Según explican portavoces del Departamento de Medio Ambiente que dirige Josean Galera, el territorio forma parte de un colectivo de 17 regiones de los dos lados de los Pirineos que participan en el proyecto europeo Poctefa Habios que persigue conservar mejor aves forestales y montañas. Álava tiene como misión velar por el pico mediano (Leiopicus medius), mientras que Gipuzkoa, Navarra, Aragón, Cataluña, Andorra o Francia deben proteger al picamadero negro, al dorsiblanco, al urogallo, la perdiz nival o la perdiz navilla, entre otras aves.

Los técnicos forales han decidido tratar de averiguar las razones por las que este picamaderos alavés no migra a otros robledales igual de antiguos y bien conservados del territorio. Además de ser la insignia del parque, explican los mismos medios, «es un indicador de la calidad de los ecosistemas forestales y una de las especies más importantes para la conservación de la biodiversidad en Álava».
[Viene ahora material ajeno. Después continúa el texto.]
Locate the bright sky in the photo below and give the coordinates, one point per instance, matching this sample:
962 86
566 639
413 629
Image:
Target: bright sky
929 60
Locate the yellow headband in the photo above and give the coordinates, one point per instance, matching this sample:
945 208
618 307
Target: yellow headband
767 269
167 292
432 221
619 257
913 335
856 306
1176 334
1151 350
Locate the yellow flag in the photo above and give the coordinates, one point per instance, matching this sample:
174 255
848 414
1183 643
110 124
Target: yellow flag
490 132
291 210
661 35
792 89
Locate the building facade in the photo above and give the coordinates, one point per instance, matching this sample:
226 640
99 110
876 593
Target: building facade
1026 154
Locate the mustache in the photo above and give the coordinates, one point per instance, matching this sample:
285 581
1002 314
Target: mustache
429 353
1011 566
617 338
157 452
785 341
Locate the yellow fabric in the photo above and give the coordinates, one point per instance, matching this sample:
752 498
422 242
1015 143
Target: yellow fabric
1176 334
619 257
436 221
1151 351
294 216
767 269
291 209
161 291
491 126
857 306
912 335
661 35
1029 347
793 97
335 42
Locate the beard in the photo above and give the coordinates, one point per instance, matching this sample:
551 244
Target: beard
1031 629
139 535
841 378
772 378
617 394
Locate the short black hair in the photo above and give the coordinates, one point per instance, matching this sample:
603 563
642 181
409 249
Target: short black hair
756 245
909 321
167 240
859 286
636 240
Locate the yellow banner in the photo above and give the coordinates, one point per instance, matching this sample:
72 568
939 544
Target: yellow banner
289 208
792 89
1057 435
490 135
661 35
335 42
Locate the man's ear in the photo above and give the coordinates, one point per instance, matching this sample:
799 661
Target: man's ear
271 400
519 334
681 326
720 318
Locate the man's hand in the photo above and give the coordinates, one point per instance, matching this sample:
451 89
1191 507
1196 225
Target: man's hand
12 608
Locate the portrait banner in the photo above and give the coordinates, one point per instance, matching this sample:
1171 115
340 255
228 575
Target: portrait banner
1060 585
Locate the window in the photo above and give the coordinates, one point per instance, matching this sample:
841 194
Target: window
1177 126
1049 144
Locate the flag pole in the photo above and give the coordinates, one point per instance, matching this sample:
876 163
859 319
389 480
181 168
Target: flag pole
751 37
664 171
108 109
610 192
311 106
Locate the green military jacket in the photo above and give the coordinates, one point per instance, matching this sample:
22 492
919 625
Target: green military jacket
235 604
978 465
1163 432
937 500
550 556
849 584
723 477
Perderlo por aislamiento es un riesgo a evitar y por eso los investigadores han anillado a quince ejemplares jóvenes a los que además han colocado pequeños emisores de radio. Va a permitir que los técnicos les hagan un seguimiento muy estrecho. «Quieren saber si se quedan en Izki, si salen fuera y se asientan en otros robledales alaveses o si hay alguna otra razón que les lleva a elegir exclusivamente este parque natural en su época de dispersión».

Y en primavera, más

Antes de anillarlos, los guardas del servicio de vigilancia del parque natural llevaron a cabo «un exhaustivo trabajo» de localización de nidos. Han esperado a que los pollos crezcan y abandonen el nido para instalarles los chips de seguimiento. Y ese momento ha llegado ahora, en estos días, cuando las crías van a empezar su dispersión. Se van a vigilar y anotar sus movimientos durante las próximas doce semanas. Pero además, el proyecto contempla repetir el marcaje y seguimiento de nuevas aves de esta familia durante la próxima primavera.

Es la primera vez que en Euskadi se lleva a cabo un estudio sobre la dispersión del pico mediano de esta envergadura. «El objetivo es conocer el comportamiento de un ave cuya población en tan importante en Álava, para llevar a cabo medidas de protección de su hábitat que le permita mejorar su estado y población», explicó el diputado foral de Medio Ambiente, el peneuvista Josean Galera.

El proyecto Potecfa Habios destina para Euskadi 266.000 euros financiados en un 65% por los fondos europeos Feder. Persigue que las áreas fronterizas de España, Francia y Andorra desarrollen una estrategia común a favor del desarrollo territorial sostenible y lideren para ello actividades económicas, sociales y medioambientales.